There are two styles of democracy.
One feels like a neighborhood block party where everyone brought a dish and an opinion.
The other feels like a meeting where someone brought a 300-page rulebook and a laser pointer.
Let’s begin with people’s democracy—the wild, slightly chaotic, very alive version.
This is the system where your voice doesn’t just count… it echoes. You don’t wait four years to matter; you matter right now, whether you’re in line for coffee, arguing at a town hall, or accidentally starting a movement because you complained too loudly about potholes.
In people’s democracy, decisions aren’t whispered behind closed doors—they’re debated loudly, passionately, and occasionally with the energy of a family arguing over the last slice of pizza. Everyone’s got a take. Some are brilliant. Some are… ambitious. But they’re real.
It’s not polished. It’s not always efficient. But it’s honest.
It’s the only system where someone can stand up and say, “Hey, this doesn’t make sense,” and instead of being handed a pamphlet, they’re handed a microphone.
Sure, it can get messy. You’ll have ten people talking at once, three people fact-checking mid-sentence, and one guy who somehow brings up taxes no matter the topic. But that’s the point—people are involved. Fully, loudly, unapologetically involved.
Now, over in the land of overreaching government democracy…
Everything is very organized. Suspiciously organized.
You get forms. So many forms. Forms to request forms. A form to confirm you received the form. Somewhere, a printer is working overtime like it’s training for the Olympics.
Decisions are made with great care—layered in approvals, wrapped in policies, and sealed with a phrase like “for your benefit,” which is usually your first clue that it definitely isn’t.
You want to fix a small issue? Great. Just submit your concern, wait 6–8 business months, attend a hearing, review a draft, comment on the draft, review the revised draft, and then watch as your original problem evolves into three entirely new problems.
Efficiency isn’t the goal. The appearance of efficiency is. It’s like watching someone alphabetize a junk drawer instead of throwing anything away.
And the best part? They’ll tell you you’re being heard the entire time. Loudly. Repeatedly.
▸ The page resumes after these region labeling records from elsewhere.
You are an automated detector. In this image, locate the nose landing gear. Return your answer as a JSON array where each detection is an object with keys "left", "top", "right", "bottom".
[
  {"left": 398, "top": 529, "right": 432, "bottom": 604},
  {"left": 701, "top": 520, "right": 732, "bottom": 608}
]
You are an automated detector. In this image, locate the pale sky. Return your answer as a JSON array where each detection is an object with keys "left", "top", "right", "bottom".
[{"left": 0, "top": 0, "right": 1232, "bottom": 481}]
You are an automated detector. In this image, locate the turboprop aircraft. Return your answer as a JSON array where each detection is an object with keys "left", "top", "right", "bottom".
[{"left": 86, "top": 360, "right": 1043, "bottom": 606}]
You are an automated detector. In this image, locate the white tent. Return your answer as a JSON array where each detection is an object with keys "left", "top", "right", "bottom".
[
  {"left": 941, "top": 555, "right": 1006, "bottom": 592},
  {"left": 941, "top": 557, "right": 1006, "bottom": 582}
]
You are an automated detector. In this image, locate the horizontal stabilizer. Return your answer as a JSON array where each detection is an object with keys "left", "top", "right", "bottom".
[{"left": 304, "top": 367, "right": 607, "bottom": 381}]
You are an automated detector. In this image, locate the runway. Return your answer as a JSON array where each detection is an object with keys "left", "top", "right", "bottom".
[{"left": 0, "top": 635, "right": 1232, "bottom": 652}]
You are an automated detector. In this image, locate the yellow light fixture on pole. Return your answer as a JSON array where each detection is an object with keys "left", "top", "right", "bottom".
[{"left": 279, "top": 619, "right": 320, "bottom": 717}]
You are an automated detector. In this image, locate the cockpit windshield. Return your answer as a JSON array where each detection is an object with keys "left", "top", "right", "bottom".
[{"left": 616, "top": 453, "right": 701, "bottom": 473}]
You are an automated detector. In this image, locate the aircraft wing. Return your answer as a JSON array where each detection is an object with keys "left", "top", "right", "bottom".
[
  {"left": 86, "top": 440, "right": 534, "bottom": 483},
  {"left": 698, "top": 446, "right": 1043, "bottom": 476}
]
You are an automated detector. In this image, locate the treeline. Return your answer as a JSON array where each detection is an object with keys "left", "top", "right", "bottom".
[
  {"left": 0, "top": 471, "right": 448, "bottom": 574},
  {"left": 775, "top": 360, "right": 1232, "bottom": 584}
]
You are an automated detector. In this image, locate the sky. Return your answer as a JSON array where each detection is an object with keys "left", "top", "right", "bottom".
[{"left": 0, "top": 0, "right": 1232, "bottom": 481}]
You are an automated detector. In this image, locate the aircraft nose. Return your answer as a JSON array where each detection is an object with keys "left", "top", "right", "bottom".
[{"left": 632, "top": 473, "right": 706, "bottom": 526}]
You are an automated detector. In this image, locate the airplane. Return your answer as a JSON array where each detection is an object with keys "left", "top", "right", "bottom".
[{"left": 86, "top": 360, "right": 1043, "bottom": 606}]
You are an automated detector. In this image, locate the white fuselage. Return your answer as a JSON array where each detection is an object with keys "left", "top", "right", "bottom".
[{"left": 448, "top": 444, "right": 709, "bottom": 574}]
In emails. In statements. In press releases. You’re so heard, in fact, that nothing actually needs to change.
Meanwhile, in people’s democracy, someone already grabbed a shovel and fixed the problem while the meeting was still being scheduled.
One system says, “We’ve got a process.”
The other says, “We’ve got people.”
One trusts structure so much it builds a maze.
The other trusts humans enough to hand them the map—and argue about it in real time.
Sure, people’s democracy can feel like controlled chaos. But at least it’s controlled by the people, not buried under twelve layers of “just one more step.”
Because if things are going to get messy anyway, you might as well let the people holding the mop have a say in where to clean.